Rumah yang berada di kawasan Jalan Radio I Nomor 5, Keramat Pela, Kebayoran Baru, Jakarta Selatan, itu dijaga lebih dari 20 prajurit TNI, baik yang mengenakan seragam maupun pakaian sipil. Sejumlah personel juga terlihat membawa senjata laras panjang dan berjaga di beberapa titik akses menuju rumah tersebut.

Pengamanan dilakukan setelah penyidik Direktorat Reserse Kriminal Khusus (Ditreskrimsus) Polda Metro Jaya bersama Korps Pemberantasan Tindak Pidana Korupsi (Kortastipidkor) Polri menggeledah Restoran De Clan Signature dan Koin Money Changer di kawasan Cipete, Jakarta Selatan.

Hingga kini belum ada penjelasan resmi mengenai keterkaitan antara penggeledahan tersebut dengan pengamanan ketat di rumah Jampidsus Febrie Adriansyah.

Restoran De Clan sendiri sebelumnya dikenal dengan nama Gontran Cherrier. Lokasi itu sempat menjadi sorotan pada Mei 2024 saat terjadi penangkapan seorang anggota Densus 88 yang diduga melakukan penguntitan terhadap Febrie Adriansyah oleh personel pengamanan TNI.

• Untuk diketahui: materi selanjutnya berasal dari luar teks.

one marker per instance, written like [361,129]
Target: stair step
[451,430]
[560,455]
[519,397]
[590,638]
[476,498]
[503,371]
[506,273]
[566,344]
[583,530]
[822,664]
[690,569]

Sejak peristiwa tersebut, Febrie diketahui mendapat pengamanan dari personel TNI. Kediamannya juga pernah menjadi lokasi yang hendak digeledah oleh penyidik Polda Metro Jaya pada Agustus 2025, namun upaya tersebut tidak terlaksana karena mendapat penolakan dari petugas pengamanan.

Sementara itu, Kepala Kortastipidkor Polri Irjen Totok Suharyanto menjelaskan penggeledahan di Restoran De Clan Signature dan Koin Money Changer merupakan bagian dari penyidikan gabungan bersama Ditreskrimsus Polda Metro Jaya.

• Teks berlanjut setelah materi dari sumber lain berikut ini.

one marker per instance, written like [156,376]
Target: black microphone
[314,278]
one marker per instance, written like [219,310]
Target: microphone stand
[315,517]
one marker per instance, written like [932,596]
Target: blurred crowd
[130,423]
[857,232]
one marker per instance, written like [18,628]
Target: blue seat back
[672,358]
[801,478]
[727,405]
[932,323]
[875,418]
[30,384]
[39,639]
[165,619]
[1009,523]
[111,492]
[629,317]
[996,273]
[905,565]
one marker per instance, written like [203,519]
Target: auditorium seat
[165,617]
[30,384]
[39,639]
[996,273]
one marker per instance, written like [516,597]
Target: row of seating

Menurut Totok, penyidik melakukan penggeledahan di delapan lokasi berbeda di Jakarta dan Jawa Barat untuk mengumpulkan alat bukti dalam sejumlah perkara dugaan korupsi dan tindak pidana pencucian uang.

Selain menyelidiki dugaan korupsi terkait tata kelola batu bara yang dikaitkan dengan peristiwa pemadaman listrik di sejumlah daerah, penyidik juga menangani perkara lain, termasuk kasus yang berkaitan dengan ASABRI, Jiwasraya, serta dugaan pencucian uang dalam penyelesaian utang PT CBS kepada PT KNI.

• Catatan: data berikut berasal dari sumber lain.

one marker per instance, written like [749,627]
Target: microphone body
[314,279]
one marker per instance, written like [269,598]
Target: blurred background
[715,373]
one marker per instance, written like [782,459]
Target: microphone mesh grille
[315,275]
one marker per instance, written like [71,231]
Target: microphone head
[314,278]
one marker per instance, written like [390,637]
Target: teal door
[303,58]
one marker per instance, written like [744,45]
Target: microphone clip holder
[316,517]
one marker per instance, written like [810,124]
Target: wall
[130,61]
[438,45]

Direktur Reserse Kriminal Khusus Polda Metro Jaya Kombes Victor Dean Mackbon mengatakan penyidik juga mendalami dugaan keterlibatan penyelenggara negara dalam perkara tersebut.

Dari hasil penggeledahan di Restoran De Clan Signature dan Koin Money Changer, polisi menyita sejumlah brankas yang berisi uang tunai dalam mata uang dolar Amerika Serikat dan dolar Singapura. Hingga kini, penyidik masih melakukan penghitungan terhadap total uang yang ditemukan.